Representing Child Protective Services, some cases are so bad that they warrant criminal prosecution. I just got termination on a father's rights in the civil trial, and would like to offer a plea deal on the criminal charges designed to cause him to forego his right to appeal the civil judgment. The criminal charges are legit, multiple 2nd-degree felonies. Any ethical problems with that kind of trade-off? I can't find it so far.
Watch out! Texas Disciplinary Rules of Professional Conduct 4.08 (or 4.04, I don't have them in front of me at the moment) provides that a person can't use the threat of criminal charges as leverage in a civil matter. The same issue comes up in asset forfeiture cases, even though those may be considered quasi-criminal. Many prosecutors shy away from trying to offer a package deal because of this rule, or at least the perception that the prosecutor is using criminal charges to get a person to waive important civil rights.
Of course, the other side of that coin is that a prosecutor should feel free to include something in a plea agreement that is warranted by the facts of the criminal case. Otherwise, the defendant could shield himself from a particular consequence just by claiming that we were seeking leverage in the civil suit.
For example, if two parents of children are charged with horrible injury to a child of theirs, would we not include termination of custody as a condition of any plea agreement, regardless whether there was a CPS case? In making the agreement, I would not be seeking leverage in the civil case, I would be seeking justice in the outcome of the criminal case.
Rob, what do we mean by "leverage"?
Rob, the rule you cite says a lawyer may not "present, participate in presenting, or threaten to present a criminal charge solely to gain an advantage in a civil suit."
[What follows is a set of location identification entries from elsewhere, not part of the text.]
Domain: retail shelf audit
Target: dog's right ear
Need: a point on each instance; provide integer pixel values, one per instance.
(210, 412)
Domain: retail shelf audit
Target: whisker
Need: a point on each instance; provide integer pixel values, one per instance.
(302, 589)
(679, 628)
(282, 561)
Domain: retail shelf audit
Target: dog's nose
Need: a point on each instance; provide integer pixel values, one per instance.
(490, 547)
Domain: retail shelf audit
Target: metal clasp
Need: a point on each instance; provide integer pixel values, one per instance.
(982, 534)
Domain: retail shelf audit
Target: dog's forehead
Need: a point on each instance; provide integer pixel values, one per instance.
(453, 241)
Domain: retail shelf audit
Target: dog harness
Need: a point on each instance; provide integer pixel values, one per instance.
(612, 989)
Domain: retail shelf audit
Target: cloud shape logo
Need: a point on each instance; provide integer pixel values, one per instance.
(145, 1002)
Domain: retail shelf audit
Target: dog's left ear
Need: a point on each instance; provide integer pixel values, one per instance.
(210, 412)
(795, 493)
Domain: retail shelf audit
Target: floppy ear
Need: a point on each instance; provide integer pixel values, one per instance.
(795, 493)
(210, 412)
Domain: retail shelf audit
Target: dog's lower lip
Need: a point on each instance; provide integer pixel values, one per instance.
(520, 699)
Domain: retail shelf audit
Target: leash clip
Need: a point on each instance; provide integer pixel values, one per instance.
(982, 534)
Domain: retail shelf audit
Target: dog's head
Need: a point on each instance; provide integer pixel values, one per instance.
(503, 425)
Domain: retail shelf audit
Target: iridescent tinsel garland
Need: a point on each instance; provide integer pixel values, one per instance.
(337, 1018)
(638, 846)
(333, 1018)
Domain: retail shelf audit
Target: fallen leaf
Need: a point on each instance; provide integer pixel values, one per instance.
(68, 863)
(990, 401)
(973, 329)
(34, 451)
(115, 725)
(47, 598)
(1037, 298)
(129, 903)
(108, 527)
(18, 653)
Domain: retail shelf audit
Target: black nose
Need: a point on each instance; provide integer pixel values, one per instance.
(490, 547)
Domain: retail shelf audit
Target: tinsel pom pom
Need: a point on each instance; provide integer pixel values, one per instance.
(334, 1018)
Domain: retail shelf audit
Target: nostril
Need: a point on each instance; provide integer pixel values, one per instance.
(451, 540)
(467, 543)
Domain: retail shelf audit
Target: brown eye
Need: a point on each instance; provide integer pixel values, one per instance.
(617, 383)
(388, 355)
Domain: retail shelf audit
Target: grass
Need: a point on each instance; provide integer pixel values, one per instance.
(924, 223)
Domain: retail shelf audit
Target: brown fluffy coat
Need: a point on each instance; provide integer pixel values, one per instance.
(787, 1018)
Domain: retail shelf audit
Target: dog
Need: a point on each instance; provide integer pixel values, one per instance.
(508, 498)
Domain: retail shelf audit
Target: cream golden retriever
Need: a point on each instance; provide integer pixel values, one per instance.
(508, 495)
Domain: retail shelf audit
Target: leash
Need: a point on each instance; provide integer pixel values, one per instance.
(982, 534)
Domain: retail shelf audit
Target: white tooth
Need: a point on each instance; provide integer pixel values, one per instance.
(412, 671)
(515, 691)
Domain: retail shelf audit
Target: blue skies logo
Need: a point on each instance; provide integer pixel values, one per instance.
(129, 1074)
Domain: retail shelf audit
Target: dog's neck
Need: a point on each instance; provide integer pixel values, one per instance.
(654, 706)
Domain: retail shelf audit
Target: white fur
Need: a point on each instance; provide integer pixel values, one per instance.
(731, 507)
It seems like perhaps a pretty fine line to tread, but in my case I'm absolutely not doing it "solely" for that purpose. Fact is, I've already tried one of the felonies to a jury (hung, because of a botched indictment on my part), and will try him again if I have to. If "solely" is determinative, I feel safe from 4.04(b). I am somewhat irked, however, at wondering if I am "safe" from the rules. But that's another discussion topic.
John, the point you made about requiring termination is apt in this case - the mother accepted my plea offer of 10 years probation on her charges and signed a voluntary relenquishment as part of the deal. I'm certain from what I saw of the recent Dallas case that pled out after trial had begun, that termination was part of that deal.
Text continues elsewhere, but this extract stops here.